In the Yankees’ case, Mr. Levine said that the team was negotiating not with community organizations but rather with “Bronx elected officials.”
“When you say ‘negotiate,’ that’s an inappropriate word,” he said. “We have been getting feedback from hundreds of community organizations; who we’ve been negotiating with are elected representatives of the people. The thing that you should really take note of is all the public participation we have had. We’ve had seven public hearings. We’ve had as open and transparent a process as we could.”
So which elected officials are negotiating with the Yankees?
“We are not going to get into that,” he told The Observer.

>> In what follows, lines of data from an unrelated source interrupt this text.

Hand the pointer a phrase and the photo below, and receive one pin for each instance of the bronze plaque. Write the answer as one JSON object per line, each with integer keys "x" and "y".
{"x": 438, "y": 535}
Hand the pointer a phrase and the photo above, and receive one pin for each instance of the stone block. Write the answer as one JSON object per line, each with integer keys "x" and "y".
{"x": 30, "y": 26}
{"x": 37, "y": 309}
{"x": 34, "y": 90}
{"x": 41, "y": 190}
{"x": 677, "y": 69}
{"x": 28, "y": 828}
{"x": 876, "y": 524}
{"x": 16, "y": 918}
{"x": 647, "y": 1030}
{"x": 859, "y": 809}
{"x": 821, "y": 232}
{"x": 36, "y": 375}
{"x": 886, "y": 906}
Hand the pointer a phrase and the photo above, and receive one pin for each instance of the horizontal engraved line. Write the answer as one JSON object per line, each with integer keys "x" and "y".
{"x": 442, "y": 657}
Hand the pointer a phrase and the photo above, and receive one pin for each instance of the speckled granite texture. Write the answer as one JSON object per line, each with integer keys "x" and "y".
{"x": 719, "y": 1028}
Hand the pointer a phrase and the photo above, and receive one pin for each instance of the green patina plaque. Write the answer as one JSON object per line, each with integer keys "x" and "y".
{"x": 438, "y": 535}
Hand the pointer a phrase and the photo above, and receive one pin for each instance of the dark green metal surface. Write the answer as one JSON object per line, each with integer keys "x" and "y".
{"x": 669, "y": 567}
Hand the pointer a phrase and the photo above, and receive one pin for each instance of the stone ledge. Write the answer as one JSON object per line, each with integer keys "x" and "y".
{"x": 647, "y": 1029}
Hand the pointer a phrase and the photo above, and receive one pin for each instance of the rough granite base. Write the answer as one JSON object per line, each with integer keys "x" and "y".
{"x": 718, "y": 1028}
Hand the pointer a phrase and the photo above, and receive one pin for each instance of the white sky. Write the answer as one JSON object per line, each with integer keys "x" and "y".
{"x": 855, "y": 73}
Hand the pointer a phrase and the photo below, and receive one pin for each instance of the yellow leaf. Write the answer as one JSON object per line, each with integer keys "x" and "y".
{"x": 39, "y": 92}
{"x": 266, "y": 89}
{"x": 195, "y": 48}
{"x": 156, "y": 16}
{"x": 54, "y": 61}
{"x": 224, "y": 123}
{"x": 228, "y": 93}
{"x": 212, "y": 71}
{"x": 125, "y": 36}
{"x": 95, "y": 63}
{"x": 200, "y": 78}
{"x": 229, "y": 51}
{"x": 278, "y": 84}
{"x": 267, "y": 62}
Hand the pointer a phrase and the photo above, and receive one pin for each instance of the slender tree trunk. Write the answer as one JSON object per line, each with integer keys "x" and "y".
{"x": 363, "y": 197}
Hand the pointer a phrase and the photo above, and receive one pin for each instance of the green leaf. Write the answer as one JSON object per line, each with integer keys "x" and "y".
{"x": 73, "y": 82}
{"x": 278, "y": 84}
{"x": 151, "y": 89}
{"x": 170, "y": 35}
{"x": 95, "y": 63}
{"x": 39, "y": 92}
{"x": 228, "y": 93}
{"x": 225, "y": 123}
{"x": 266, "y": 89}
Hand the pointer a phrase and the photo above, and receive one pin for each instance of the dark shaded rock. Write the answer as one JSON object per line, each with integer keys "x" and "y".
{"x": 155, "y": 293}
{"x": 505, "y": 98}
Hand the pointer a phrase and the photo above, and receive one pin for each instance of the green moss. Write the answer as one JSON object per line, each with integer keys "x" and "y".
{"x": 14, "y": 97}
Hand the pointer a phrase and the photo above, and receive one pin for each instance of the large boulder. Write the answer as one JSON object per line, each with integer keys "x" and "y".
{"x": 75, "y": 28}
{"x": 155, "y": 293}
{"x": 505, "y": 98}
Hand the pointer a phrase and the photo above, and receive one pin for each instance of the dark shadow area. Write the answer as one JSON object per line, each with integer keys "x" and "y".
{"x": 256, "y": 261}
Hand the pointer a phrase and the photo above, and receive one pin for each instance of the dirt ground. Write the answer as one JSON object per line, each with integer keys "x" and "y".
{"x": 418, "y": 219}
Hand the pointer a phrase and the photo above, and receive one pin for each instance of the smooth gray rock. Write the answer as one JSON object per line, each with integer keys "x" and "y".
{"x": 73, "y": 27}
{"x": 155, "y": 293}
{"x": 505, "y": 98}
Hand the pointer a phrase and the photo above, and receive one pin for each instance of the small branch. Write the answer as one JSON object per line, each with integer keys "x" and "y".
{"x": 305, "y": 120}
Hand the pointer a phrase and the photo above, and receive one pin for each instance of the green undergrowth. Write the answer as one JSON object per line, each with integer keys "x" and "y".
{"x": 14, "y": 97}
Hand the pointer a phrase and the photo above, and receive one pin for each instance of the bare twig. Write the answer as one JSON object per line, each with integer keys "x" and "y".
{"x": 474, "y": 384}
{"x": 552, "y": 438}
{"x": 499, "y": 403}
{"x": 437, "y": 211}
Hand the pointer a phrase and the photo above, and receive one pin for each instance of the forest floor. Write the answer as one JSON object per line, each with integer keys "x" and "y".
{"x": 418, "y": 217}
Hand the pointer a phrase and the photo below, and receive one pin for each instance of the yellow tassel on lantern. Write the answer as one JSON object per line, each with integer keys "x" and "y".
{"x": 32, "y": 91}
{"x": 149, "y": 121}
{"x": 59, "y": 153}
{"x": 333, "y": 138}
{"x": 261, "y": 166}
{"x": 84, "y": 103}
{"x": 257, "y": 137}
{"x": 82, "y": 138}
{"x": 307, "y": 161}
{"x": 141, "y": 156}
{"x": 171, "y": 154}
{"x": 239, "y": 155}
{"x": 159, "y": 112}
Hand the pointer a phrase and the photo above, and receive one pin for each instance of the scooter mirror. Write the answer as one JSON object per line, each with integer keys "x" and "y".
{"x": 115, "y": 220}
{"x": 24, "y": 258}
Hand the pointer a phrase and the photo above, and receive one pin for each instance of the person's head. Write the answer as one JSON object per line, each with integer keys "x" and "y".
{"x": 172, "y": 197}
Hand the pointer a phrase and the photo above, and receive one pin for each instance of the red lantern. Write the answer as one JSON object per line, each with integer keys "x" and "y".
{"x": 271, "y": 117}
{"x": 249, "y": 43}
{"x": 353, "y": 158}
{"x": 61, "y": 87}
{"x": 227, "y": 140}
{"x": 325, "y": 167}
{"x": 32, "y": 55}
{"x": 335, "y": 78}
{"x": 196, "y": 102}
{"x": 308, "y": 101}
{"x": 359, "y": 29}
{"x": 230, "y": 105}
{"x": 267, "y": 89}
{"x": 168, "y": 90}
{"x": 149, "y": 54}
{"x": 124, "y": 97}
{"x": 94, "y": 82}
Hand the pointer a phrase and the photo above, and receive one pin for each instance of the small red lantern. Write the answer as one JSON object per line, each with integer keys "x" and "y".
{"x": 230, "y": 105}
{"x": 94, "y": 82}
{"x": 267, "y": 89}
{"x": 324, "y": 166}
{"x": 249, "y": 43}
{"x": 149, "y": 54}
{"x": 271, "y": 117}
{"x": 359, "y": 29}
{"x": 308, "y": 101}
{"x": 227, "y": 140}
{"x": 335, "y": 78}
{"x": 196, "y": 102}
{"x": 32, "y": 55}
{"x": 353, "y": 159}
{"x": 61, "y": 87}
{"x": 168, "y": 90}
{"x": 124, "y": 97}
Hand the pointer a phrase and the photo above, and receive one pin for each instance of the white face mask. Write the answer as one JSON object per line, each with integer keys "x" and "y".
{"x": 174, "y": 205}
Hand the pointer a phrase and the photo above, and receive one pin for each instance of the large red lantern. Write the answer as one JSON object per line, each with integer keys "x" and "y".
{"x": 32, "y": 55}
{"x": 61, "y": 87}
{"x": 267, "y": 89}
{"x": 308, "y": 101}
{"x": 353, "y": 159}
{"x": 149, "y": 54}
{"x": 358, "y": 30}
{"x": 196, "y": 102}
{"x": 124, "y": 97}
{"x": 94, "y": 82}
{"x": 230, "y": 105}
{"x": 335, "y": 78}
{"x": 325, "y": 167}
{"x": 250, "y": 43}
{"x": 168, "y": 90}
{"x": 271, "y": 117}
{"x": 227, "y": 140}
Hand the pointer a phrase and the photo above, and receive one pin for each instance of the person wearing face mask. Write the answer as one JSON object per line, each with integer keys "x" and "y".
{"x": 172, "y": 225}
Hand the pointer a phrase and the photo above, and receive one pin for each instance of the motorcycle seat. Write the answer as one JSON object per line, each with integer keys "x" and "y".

The situation that the Yankees find themselves in is a weird one: Criticized by Mr. Avella, who represents an affluent Queens district, for giving away too much, they are being attacked by Bronx Council members for being too stingy. Borough President Adolfo Carrión is also part of the negotiations.
“The offer itself is insulting,” Councilwoman Helen Diane Foster told The Observer. “It is just crumbs. They are asking people to fight over crumbs.”
Ms. Foster said she wanted the Yankees to spend $3 million over three years on job training and to give away a minimum of $2.5 million a year to community groups, including money for maintaining the parks. The new stadium would go on a city park, and the city would replace the lost parkland over a series of years.
Ms. Foster didn’t attend a negotiating session on April 1 because Mr. Levine was not going to be there, but according to an informed source, City Council members were pushing for $1.4 million a year total, for park maintenance, sports equipment and donations to nonprofits, along with resident parking permits.
The City Council as a whole is reported to be overwhelmingly in favor of the stadium, but a majority of Bronx members have to come out in favor for the rest of the votes to follow, according to Council sources. The April 5 vote is not the only one, after all. Another one scheduled for April 10 addresses many of the financing aspects.
In other words, the Yankees would do well to appease these holdouts.